Anvil, a Toronto band that formed in the ’70s, avoided addiction, jail, and tour bus fires, but after a world tour in 1984 with the Scorpions, Bon Jovi, and Whitesnake they descended into obscurity. We think their fortune, or lack of, is about to change however, thanks to a new film. Anvil! The Story of Anvil, which hits New York and LA theaters this week, is full of the kind of inspiration that only a story this strange can offer.

Not long ago, we had the chance to sit down with Lips, Robb, and director Sacha Gervasi, who before coming to Hollywood via England, was the band’s roadie back in the mid ’80s. (That he knew the band as a teenager, before penning big-budget scripts such as Steven Spielberg’s The Terminal, adds another layer to Anvil’s odd “tale”.) Twenty some years after parting ways, Gervasi wondered what happened to Lips and Robb; what he found out shocked and inspired him. Not only was the band still together; they still dreamed of becoming rock stars. Sacha flew them out to LA and tells us that, “the moment I met them again it was like a walking film…everything that happens when you hang out with these guys is quite mental, I mean just crazy shit happens all the time, so I thought, I’ll just film that.”

The “crazy shit” Gervasi is talking about will have audiences asking themselves if the whole thing is some sort of Joaquin Phoenix put-on, as the first 20 minutes alone — complete with celebrity interviews — places the film firmly in Spinal Tap land. Or not: “I knew that people would not believe it, and when my crew thought it wasn’t real I knew we had something.” When asked about the film that goes to eleven, he proudly admits that he “structured it in such a way as to encourage the parallel with Spinal Tap, because, look, Robb’s called Robb Reiner. It was going to be inescapable.”

Structures be damned, what happens after we first meet Robb and Lips, should be the stopper on the mockumentary bottle: The band travels to Transylvania for The Monsters of Rock show, followed by a disastrous tour of Eastern Europe organized by the manager from hell, who makes Simka Gravas sound coherent. “English was like her seventh language,” Gervasi explains.

The disasters on the tour are emblematic of the fine line between comedy and tragedy that coexist in almost every frame of Anvil. Many of the film’s most poignant moments are also its most hilarious, and usually involve the interaction between Robb and Lips, which oscillates between brotherhood and a marriage on the rocks. “What could be a better way to exemplify a relationship than showing a breakdown and getting over it?” asks Lips, whose sincere comments echo louder than his D&D-inspired lyrics.
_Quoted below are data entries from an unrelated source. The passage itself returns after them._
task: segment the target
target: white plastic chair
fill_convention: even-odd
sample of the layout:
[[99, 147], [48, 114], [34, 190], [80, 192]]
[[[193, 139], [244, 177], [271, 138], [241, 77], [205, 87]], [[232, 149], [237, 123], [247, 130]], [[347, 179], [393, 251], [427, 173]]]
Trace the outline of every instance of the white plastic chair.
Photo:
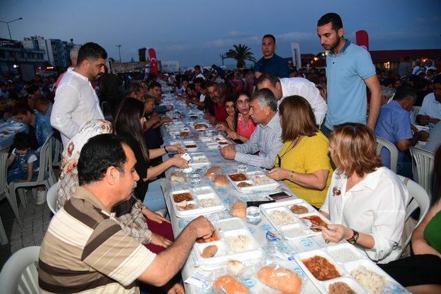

He’s barely able to contain his natural enthusiasm in person, which drives the film and prevents its message from inducing diabetes. Instead Anvil offers the type of inspiration that will serve poets and ballerinas just as much as it will aspiring headbangers. “You’ve only got one chance man,” he tells us, “you’ve only got one life.”

And in an atmosphere as dour as ours, Anvil is the perfect film to cushion our fears of future. “The universe conspired for the movie to come out at this time,” Gervasi says. “The movie is about going through hell and surviving, and the message is that miracles do happen. Not that they will happen, but that it’s at least possible.” Who knew that ’80s Canadian thrash metal was going to save us all?